Pi is estimated from all n darts; only max_display points are plotted
per panel so large n renders quickly.
"""
if len(sizes) <= 3:
cols, rows = len(sizes), 1
else:
cols = math.ceil(math.sqrt(len(sizes)))
rows = math.ceil(len(sizes) / cols)
theta = [math.tau * i / 1000 for i in range(1001)]
cos_t = [math.cos(t) for t in theta]
sin_t = [math.sin(t) for t in theta]
fig, axes = plt.subplots(rows, cols, figsize=(5 * cols, 5 * rows))
ax_list = list(axes.flat)
for ax, n in zip(ax_list, sizes):
print(f" generating n={n:,} ...", flush=True)
t0 = time.perf_counter()
pi_est, sample = _sample_and_estimate(n, max_display)
elapsed = time.perf_counter() - t0
inside = sample[sample["inside"]]
outside = sample[~sample["inside"]]
pt_size = max(0.3, 10 / (math.log10(n) ** 1.5))
alpha = max(0.15, 0.7 - 0.1 * math.log10(n))
ax.scatter(inside["x"], inside["y"], s=pt_size, color='steelblue', alpha=alpha)
ax.scatter(outside["x"], outside["y"], s=pt_size, color='salmon', alpha=alpha)

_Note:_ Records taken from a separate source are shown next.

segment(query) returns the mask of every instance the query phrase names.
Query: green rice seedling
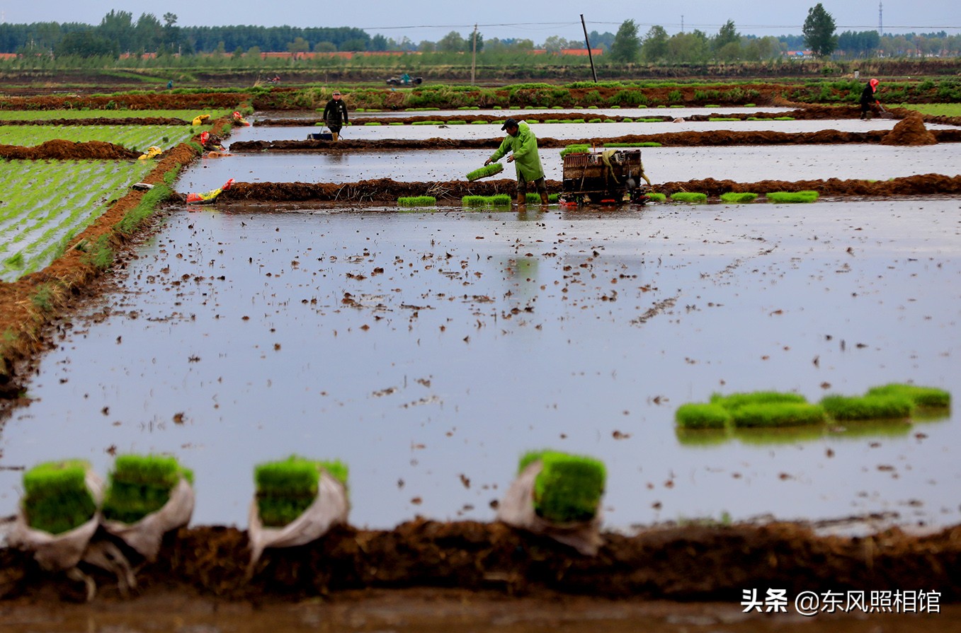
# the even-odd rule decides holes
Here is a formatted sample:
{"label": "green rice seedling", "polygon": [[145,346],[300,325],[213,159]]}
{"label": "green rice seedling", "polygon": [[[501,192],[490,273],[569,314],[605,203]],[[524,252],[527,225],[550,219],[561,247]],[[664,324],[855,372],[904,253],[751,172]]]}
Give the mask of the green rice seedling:
{"label": "green rice seedling", "polygon": [[193,471],[168,456],[124,455],[116,458],[104,497],[104,518],[133,524],[163,507],[181,478],[193,481]]}
{"label": "green rice seedling", "polygon": [[688,403],[675,411],[678,426],[685,429],[724,429],[730,424],[730,411],[721,405]]}
{"label": "green rice seedling", "polygon": [[756,198],[757,194],[752,194],[749,192],[728,191],[726,194],[721,194],[721,201],[727,202],[727,204],[745,204],[747,202],[753,202]]}
{"label": "green rice seedling", "polygon": [[504,171],[504,165],[502,165],[501,163],[491,163],[490,165],[484,165],[480,169],[476,169],[473,172],[468,173],[467,179],[473,182],[474,180],[486,178],[489,176],[500,174],[503,171]]}
{"label": "green rice seedling", "polygon": [[50,461],[23,474],[21,502],[27,525],[51,534],[62,534],[89,521],[97,511],[86,487],[90,464],[83,459]]}
{"label": "green rice seedling", "polygon": [[534,511],[554,523],[590,521],[597,515],[607,477],[604,462],[557,451],[532,451],[521,457],[518,472],[539,460]]}
{"label": "green rice seedling", "polygon": [[914,402],[903,394],[843,396],[821,399],[825,411],[835,420],[885,420],[911,415]]}
{"label": "green rice seedling", "polygon": [[568,145],[566,148],[560,151],[560,156],[563,158],[569,153],[586,153],[591,151],[591,146],[586,143],[576,143],[574,145]]}
{"label": "green rice seedling", "polygon": [[254,481],[261,523],[268,528],[280,528],[303,514],[317,496],[322,470],[347,485],[348,469],[339,460],[314,461],[291,456],[257,466]]}
{"label": "green rice seedling", "polygon": [[485,206],[487,204],[486,196],[464,196],[460,199],[463,206]]}
{"label": "green rice seedling", "polygon": [[399,206],[433,206],[436,203],[437,199],[433,196],[407,196],[397,199]]}
{"label": "green rice seedling", "polygon": [[891,383],[881,387],[873,387],[868,389],[866,395],[903,395],[911,399],[918,407],[926,409],[946,409],[951,406],[951,394],[936,387],[921,387],[918,385],[906,385],[901,383]]}
{"label": "green rice seedling", "polygon": [[766,194],[769,201],[776,204],[813,202],[818,199],[816,191],[773,191]]}
{"label": "green rice seedling", "polygon": [[809,403],[771,402],[731,410],[735,427],[799,427],[824,424],[825,410]]}
{"label": "green rice seedling", "polygon": [[694,191],[678,191],[677,194],[671,194],[671,199],[675,202],[703,204],[707,201],[707,194],[702,194]]}
{"label": "green rice seedling", "polygon": [[710,402],[721,405],[727,410],[734,410],[745,405],[766,405],[771,403],[806,404],[807,399],[800,393],[751,391],[747,393],[730,393],[728,395],[712,393]]}

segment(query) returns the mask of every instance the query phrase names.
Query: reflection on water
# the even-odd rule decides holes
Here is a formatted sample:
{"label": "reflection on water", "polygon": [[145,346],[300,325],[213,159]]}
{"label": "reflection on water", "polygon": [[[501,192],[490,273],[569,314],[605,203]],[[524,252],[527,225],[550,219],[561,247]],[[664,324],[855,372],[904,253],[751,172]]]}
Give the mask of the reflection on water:
{"label": "reflection on water", "polygon": [[[0,466],[77,457],[106,474],[113,451],[172,453],[196,476],[194,521],[242,527],[255,464],[339,458],[351,522],[389,528],[492,520],[520,455],[554,448],[604,461],[608,528],[957,523],[954,413],[730,436],[674,423],[719,389],[961,392],[956,211],[175,213],[89,317],[60,329],[34,403],[0,432]],[[0,469],[0,515],[19,478]]]}

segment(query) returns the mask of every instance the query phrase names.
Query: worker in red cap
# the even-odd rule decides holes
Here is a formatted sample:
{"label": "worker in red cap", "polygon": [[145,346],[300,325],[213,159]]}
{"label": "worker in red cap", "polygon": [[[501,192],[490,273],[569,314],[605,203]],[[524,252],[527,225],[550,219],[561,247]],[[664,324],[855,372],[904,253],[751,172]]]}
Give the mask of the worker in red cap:
{"label": "worker in red cap", "polygon": [[875,104],[880,105],[875,93],[877,92],[877,84],[880,83],[877,80],[871,80],[868,84],[864,86],[864,90],[861,92],[861,119],[867,121],[871,118],[871,110],[874,109]]}

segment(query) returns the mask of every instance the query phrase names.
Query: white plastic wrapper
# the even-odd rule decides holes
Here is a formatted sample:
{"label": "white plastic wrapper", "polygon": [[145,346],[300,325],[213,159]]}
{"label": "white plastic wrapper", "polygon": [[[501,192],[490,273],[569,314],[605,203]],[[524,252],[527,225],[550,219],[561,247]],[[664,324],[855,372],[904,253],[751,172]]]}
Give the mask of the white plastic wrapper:
{"label": "white plastic wrapper", "polygon": [[247,528],[251,550],[250,569],[253,570],[265,549],[307,545],[319,539],[333,526],[346,524],[349,512],[347,490],[326,471],[320,473],[317,497],[313,503],[303,514],[283,528],[263,527],[255,499],[250,506],[250,526]]}
{"label": "white plastic wrapper", "polygon": [[193,488],[183,477],[170,491],[163,507],[151,512],[136,523],[104,521],[104,529],[123,540],[149,562],[157,560],[163,535],[190,523],[193,515]]}
{"label": "white plastic wrapper", "polygon": [[541,467],[540,461],[534,461],[517,476],[497,508],[497,520],[513,528],[550,536],[584,555],[593,556],[604,545],[601,538],[601,507],[590,521],[557,524],[537,516],[534,511],[534,480]]}
{"label": "white plastic wrapper", "polygon": [[[104,500],[104,481],[91,470],[86,471],[86,487],[99,508]],[[84,557],[87,544],[93,538],[100,525],[98,509],[89,521],[62,534],[51,534],[42,529],[34,529],[27,524],[27,516],[21,506],[13,522],[10,534],[10,544],[25,551],[33,551],[34,558],[40,567],[50,572],[69,570],[77,566]]]}

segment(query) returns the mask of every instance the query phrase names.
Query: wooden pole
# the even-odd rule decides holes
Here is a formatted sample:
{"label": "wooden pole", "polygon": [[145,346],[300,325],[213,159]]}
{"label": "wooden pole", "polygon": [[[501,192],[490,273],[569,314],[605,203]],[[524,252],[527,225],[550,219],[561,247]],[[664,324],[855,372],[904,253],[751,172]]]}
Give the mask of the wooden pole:
{"label": "wooden pole", "polygon": [[474,54],[471,56],[471,85],[474,85],[474,72],[478,65],[478,25],[474,25]]}
{"label": "wooden pole", "polygon": [[591,76],[594,78],[594,82],[598,82],[598,74],[594,70],[594,55],[591,53],[591,40],[587,38],[587,25],[584,24],[584,14],[580,14],[580,26],[584,30],[584,43],[587,44],[587,57],[591,60]]}

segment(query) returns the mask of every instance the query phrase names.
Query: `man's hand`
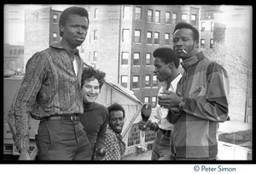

ax.plot(cos_t, sin_t, 'k-', linewidth=1.0)
ax.set_aspect('equal')
ax.set_xlim(-1.05, 1.05)
ax.set_ylim(-1.05, 1.05)
ax.set_title(f'n = {n:,} π ≈ {pi_est:.5f} t = {elapsed:.2f}s', fontsize=12)
ax.set_xticks([])
ax.set_yticks([])
for ax in ax_list[len(sizes):]:
ax.set_visible(False)
fig.suptitle('Monte Carlo Estimation of π', fontsize=14)
plt.tight_layout()
plt.savefig(filename, dpi=100)
plt.close()
print(f"Saved {filename}")
plot_convergence_grid([1_000, 1_000_000, 1_000_000_000],
'convergence_grid.png')
Monte Carlo dart plots at n = 1 000, 1 000 000, and 1 000 000 000. The estimate of π improves with each order of magnitude; the timing shows the cost of that precision.#
Where the Method Is Used#
Monte Carlo techniques appear across computing and science:
Finance — option pricing, Value at Risk
Physics — particle transport, nuclear reactions
Climate modelling — uncertainty quantification
Computer graphics — path tracing for photorealistic rendering
Machine learning — Bayesian inference, dropout regularisation
The idea is always the same: replace an exact but intractable computation with a large number of cheap random samples.
Challenges#
Run
convergence_table([100, 1_000, 10_000, 100_000])several times. Does the error decrease monotonically on every run? Explain why or why not.Add a
seedparameter togenerate_dartsand pass it torandom.seedbefore the loop. Verify that two calls with the same seed produce identical results.The unit circle has area π. Use the same technique to estimate the area of a diamond with vertices at (±1, 0) and (0, ±1). What should the answer be?
Generate two sets of darts with different seeds and save each to its own CSV file. Load both files with
load_darts, concatenate the DataFrames withpd.concat, and computeestimate_pion the combined dataset. Does combining datasets improve the estimate?Plot how the absolute error changes as n increases from 100 to 1 000 000 (use a logarithmic x-axis). Does the slope of the error curve match the expected −½ on a log-log scale?